Number 8 highest penalties assessed by OSHA for 2010 is: Lead, general industry (29 CFR 1910.1025).  Lead is an ingredient found in thousands of products widely used throughout industry, including paints, solder, electrical fittings, tank linings, plumbing fixtures and metal alloys.  Many homes have been painted with lead-containing paints.  Significant lead exposures can also occur when paint is removed from surfaces previously covered with lead-based paint.  OSHA’s regulations governing construction worker exposure to lead include the development and implementation of a worker protection program in accordance with Title 29 Code of Federal Regulations.  Some projects may have only limited exposure, while others involve more exposures, thus, companies must use engineering controls and work practices to reduce worker exposure. 

  •          Workers must be required to practice good personal hygiene practices, such as washing hands before eating and taking a shower before leaving the worksite. 
  •          They must be provided with protective clothing and when necessary, with respiratory protection.
  •          The permissible exposure limit (PEL) of 50 micrograms of lead per cubic meter of air, averaged over an 8-hour period.
  •          Employees exposed to high levels of lead must be required to enroll in a medical surveillance program. 

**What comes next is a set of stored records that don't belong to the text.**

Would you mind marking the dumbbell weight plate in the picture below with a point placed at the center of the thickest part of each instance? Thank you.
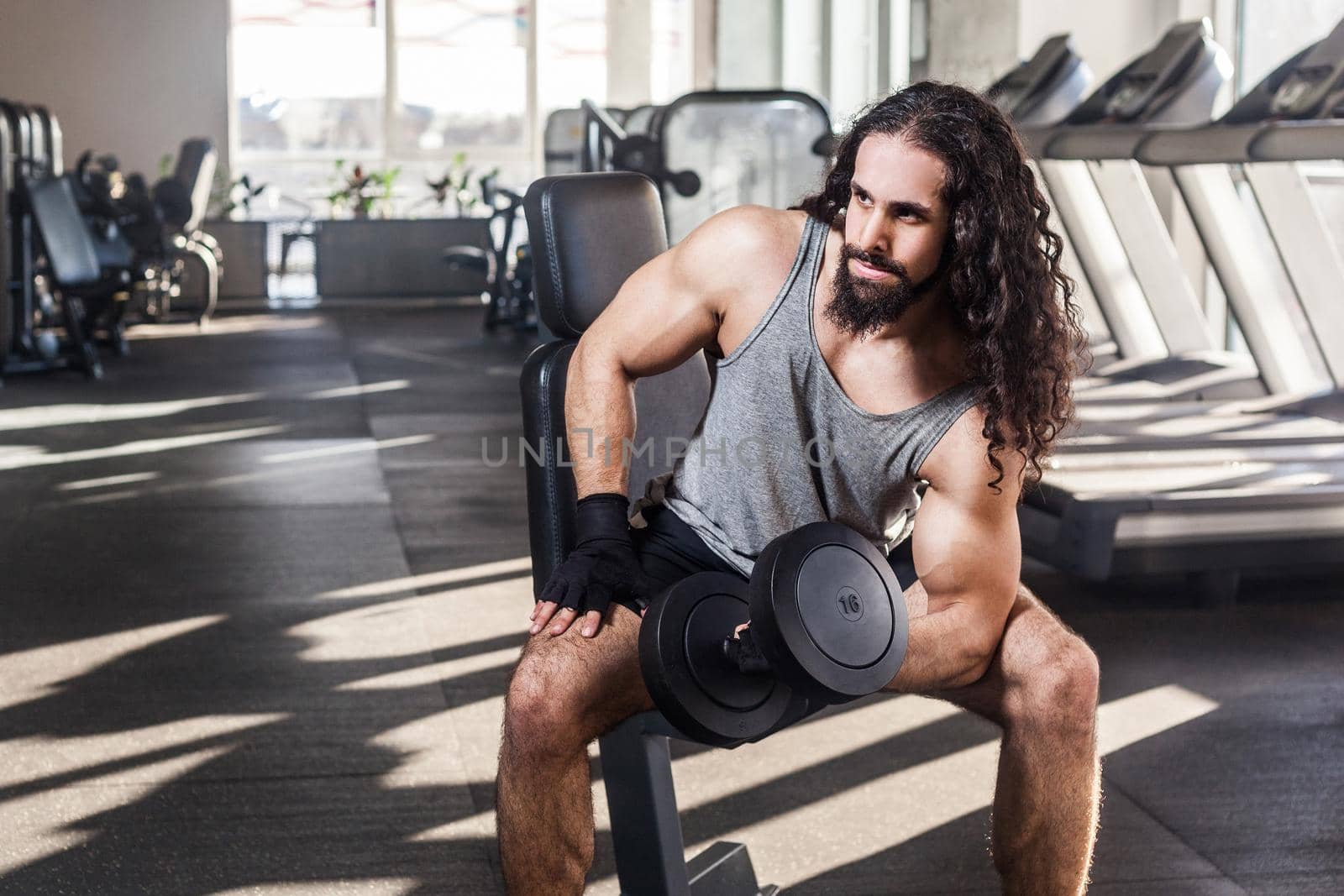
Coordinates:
(828, 613)
(689, 676)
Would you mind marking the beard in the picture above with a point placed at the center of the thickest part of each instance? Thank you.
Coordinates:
(862, 307)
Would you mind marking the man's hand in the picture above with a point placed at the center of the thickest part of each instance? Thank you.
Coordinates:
(601, 567)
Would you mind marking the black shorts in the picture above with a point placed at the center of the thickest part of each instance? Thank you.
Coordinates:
(671, 551)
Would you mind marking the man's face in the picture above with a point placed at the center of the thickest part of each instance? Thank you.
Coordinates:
(894, 233)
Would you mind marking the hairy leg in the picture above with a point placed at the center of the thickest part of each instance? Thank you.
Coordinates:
(1042, 691)
(564, 692)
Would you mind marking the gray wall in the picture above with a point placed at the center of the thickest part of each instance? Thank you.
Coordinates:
(972, 42)
(129, 76)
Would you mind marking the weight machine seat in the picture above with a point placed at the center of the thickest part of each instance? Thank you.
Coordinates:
(589, 233)
(195, 170)
(71, 249)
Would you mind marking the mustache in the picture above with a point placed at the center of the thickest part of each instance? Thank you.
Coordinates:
(889, 265)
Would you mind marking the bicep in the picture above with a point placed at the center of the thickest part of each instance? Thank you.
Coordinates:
(967, 544)
(660, 317)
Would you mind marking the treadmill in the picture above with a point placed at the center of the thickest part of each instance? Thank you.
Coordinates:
(1269, 249)
(1102, 197)
(1215, 504)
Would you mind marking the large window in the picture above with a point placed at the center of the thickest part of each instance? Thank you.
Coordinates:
(403, 85)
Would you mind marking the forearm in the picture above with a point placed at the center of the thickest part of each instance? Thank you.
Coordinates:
(947, 649)
(600, 422)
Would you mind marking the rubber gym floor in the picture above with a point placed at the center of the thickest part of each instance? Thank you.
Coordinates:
(260, 597)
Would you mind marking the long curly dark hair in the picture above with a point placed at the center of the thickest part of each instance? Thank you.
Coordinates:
(1000, 262)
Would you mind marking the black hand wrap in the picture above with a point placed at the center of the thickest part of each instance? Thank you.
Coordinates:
(602, 566)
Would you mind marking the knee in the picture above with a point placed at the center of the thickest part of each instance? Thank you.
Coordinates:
(1061, 692)
(543, 710)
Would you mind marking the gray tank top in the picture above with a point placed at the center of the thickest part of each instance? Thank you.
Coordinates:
(781, 445)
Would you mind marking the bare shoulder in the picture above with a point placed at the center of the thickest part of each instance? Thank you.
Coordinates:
(960, 465)
(741, 244)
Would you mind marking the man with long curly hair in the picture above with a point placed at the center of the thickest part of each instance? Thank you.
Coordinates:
(911, 318)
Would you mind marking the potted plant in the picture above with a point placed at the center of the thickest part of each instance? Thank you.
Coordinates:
(362, 190)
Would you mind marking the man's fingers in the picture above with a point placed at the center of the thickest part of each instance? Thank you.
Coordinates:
(542, 614)
(562, 620)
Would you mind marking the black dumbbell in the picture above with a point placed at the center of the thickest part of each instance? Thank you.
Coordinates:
(828, 625)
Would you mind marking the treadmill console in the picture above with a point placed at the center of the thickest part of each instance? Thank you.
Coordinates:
(1315, 83)
(1021, 82)
(1159, 70)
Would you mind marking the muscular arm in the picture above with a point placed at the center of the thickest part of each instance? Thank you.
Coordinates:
(968, 553)
(664, 313)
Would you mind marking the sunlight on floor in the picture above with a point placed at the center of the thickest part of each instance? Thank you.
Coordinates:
(37, 672)
(29, 456)
(228, 327)
(31, 418)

Hundreds of workers will be involved in cleaning up after the floods that are flowing through many states at this time.  Both workers and volunteers will be renovating and repairing, or tearing down and disposing of, damaged or destroyed structures and materials.  These types of operations many times generate dangerous airborne concentrations of lead, a metal that can cause damage to the nervous system, kidneys, blood forming organs, and reproductive system if inhaled or ingested in dangerous quantities.  All persons involved should take the proper precautions and wear protective clothing, and use respiratory products.  Other operations that may generate lead dust and fumes are:

  • Flame-torch cutting;
  • Welding;
  • Demolition of structures;
  • Abrasive blasting of steel structures;
  • Use of heat guns, sanders, scrapers, or grinders to remove lead paint. 

Although we have been discussing the penalties associated with work-related violations, I want to share this information from the Consumer Product Safety Commission, regarding other ways we are exposed to lead.  One out of every eleven children in the United States has dangerous levels of lead in their bloodstream. Even children who appear healthy can have dangerous levels of lead.  People can get lead in their body if they: put their hands or other objects covered with lead dust in their mouths, eat paint chips or soil that contain lead, or breathe in lead dust (especially during renovations that disturb painted surfaces).  Lead is even more dangerous to children than adults because children’s growing bodies absorb more lead and their brains and nervous systems are more sensitive to the damaging effects of lead.  If not detected early, children with high levels of lead in their bodies can suffer from: damage to the brain and nervous system, behavior and learning problems (such as hyperactivity), slowed growth, hearing problems and headaches.  This is just one of the reasons we need to be cautious about toys or play-jewelry that may contain lead.

Lead is also harmful to adults. Adults can suffer from difficulties during pregnancy and other reproductive problems (in both men and women). Other effects are high blood pressure, digestive problems, nerve disorders, memory and concentration problems, and muscle and joint pain. Lead can affect the body in many ways. 

On the job – as stated earlier, if you work with lead, you could bring it home on your hands or clothes. Shower and change clothes before coming home. Launder your clothes separately from the rest of your family’s.

  • Miscellaneous Sources – old painted toys and furniture.
  • Food and liquids stored in lead crystal or lead-glazed pottery or porcelain.
  • Lead smelters or other industries that release lead into the air.
  • Hobbies that use lead, such as making pottery or stained glass, or refinishing furniture.

So, let’s “get the lead out,” and get serious about the consequences of lead exposure.  Also, wish for this violation to  be excluded from next year’s list of highest penalties assessed by OSHA.